Unfortunately this code doesn't work in ATS 2. The equivalent code, which fails to compile, is:

```
fun get_b_ref {l:addr} .<>. (pf: X @ l | x: ptr l):<>
[l2:addr] (int @ l2, int @ l2 -<lin> X @ l | ptr l2) =
let
val p = addr@(x->b)
prval pf = view@ (x->b)
in
(pf, llam (pf) => let
prval () = view@ (x->b) := pf
in
view@ (!x)
end
| p)
end
```

ATS 2 does not allow the use of `view@ (!x)`

inside the lambda if the `x`

comes from outside the lambda as it does in this case. Maybe this will change in future iterations of ATS 2 but currently it does not. One workaround is to resort to embedded C code:

```
#include "share/atspre_define.hats"
#include "share/atspre_staload.hats"
viewtypedef X = @{
a= int,
b= int
}
extern viewtypedef "X" = X
%{
int* get_b_ref(X* x) {
return &x->atslab__b;
}
%}
extern fun get_b_ref {l:addr} (pf: X @ l | x: ptr l):<>
[l2:addr] (int @ l2, int @ l2 -<lin> X @ l | ptr l2) = "mac#get_b_ref"
implement main0() = let
var x: X = @{ a=1, b=2 }
val (pf, pff | p) = get_b_ref(view@ x | addr@ x)
val _ = !p := 3
prval () = view@ x := pff(pf)
in
println!("x.b = ", x.b)
end
```

Here the `X`

object is given a name "X" that can be accessed from `C`

using the line:

```
extern viewtypedef "X" = X
```

The `get_b_ref`

function is implemented in `C`

and given an `extern`

definition that matches the previous one. Although the C implementation is effectively 'unsafe' code, any calls of `get_b_ref`

from ATS is safe as the type defines exactly what it does. This is an example of implementing a typesafe kernel around potentially unsafe code. In this case there is no runtime overhead as the typesafe kernel is proof code.

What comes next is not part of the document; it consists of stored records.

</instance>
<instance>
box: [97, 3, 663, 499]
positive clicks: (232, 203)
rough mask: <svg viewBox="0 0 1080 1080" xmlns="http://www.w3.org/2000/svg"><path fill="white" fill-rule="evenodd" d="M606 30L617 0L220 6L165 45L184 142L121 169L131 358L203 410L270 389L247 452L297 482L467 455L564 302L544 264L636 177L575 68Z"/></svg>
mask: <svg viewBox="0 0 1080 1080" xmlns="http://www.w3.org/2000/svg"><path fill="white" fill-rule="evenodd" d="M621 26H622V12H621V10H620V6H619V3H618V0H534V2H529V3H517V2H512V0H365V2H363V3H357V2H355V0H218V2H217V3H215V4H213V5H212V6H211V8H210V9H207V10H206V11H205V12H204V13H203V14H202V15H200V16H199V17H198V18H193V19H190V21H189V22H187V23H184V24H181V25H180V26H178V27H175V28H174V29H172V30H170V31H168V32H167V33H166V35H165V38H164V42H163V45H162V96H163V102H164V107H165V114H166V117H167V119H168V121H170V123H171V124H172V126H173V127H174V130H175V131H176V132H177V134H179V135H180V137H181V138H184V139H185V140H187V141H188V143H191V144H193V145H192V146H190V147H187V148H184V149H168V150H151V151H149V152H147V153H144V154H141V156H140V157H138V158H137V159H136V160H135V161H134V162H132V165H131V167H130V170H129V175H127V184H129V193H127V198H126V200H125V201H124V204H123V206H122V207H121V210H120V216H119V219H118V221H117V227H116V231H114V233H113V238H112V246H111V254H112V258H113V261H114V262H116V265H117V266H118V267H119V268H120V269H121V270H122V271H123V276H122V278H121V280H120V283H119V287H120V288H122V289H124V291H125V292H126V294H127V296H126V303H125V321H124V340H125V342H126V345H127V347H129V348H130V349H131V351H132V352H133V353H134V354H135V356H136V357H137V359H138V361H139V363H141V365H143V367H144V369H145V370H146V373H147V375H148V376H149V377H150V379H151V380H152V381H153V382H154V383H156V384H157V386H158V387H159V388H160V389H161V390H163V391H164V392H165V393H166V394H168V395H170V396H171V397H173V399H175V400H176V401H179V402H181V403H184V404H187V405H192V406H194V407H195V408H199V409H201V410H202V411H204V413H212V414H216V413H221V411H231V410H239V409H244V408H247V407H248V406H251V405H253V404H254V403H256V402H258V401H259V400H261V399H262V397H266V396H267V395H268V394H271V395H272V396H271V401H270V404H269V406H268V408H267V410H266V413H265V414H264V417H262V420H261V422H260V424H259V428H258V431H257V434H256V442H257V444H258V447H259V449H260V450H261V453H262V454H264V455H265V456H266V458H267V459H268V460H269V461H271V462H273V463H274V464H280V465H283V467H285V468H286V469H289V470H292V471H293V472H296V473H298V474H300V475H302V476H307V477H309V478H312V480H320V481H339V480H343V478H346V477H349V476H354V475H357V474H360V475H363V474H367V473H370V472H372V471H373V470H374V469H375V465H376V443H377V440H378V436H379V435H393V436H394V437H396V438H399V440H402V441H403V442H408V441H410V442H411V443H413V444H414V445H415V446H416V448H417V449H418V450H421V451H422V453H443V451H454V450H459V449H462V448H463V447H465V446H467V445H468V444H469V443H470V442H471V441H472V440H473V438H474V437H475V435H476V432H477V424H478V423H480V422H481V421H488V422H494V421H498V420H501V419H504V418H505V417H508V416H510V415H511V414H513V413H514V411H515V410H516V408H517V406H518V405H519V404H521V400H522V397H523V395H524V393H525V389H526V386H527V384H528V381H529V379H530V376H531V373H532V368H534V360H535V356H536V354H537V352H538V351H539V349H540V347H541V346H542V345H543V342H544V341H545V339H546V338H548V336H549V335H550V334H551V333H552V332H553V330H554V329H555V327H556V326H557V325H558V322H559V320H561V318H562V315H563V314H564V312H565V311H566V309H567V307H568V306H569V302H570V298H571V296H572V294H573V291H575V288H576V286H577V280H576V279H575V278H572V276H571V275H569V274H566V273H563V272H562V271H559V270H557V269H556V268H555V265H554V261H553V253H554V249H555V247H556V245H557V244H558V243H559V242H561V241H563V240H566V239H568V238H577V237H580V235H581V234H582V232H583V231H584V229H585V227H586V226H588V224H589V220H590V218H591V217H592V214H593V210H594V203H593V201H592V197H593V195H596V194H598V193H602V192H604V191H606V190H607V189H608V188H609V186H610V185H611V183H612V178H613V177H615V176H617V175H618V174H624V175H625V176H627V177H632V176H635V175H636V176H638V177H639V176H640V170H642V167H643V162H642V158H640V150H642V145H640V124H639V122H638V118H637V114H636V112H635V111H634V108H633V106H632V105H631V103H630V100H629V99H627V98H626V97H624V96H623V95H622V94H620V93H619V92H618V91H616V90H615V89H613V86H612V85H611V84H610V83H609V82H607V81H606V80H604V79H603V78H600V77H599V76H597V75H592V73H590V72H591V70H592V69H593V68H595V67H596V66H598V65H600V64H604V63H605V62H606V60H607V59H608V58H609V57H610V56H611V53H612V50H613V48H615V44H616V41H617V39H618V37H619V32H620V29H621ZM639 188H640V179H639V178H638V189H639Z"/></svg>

Which approach to use depends on the project. Often the overhead of implementing safe pointer code in ATS in terms of satisfying the proofs of the implementation is too much at the time. Embedded C with a safe external definition is a faster approach to get things done. Later the C code could be replaced with proof-correct ATS as desired.

Hopefully this gives some insight in what ATS can do, and gives some appreciation of the simplicity of the approach Rust has taken. ATS tends towards providing the low level tools to build the level of access you want but this has cognitive and syntactic overhead. Once you're famliar with the system it becomes understandable but it's probably not "new user friendly" like Rust is.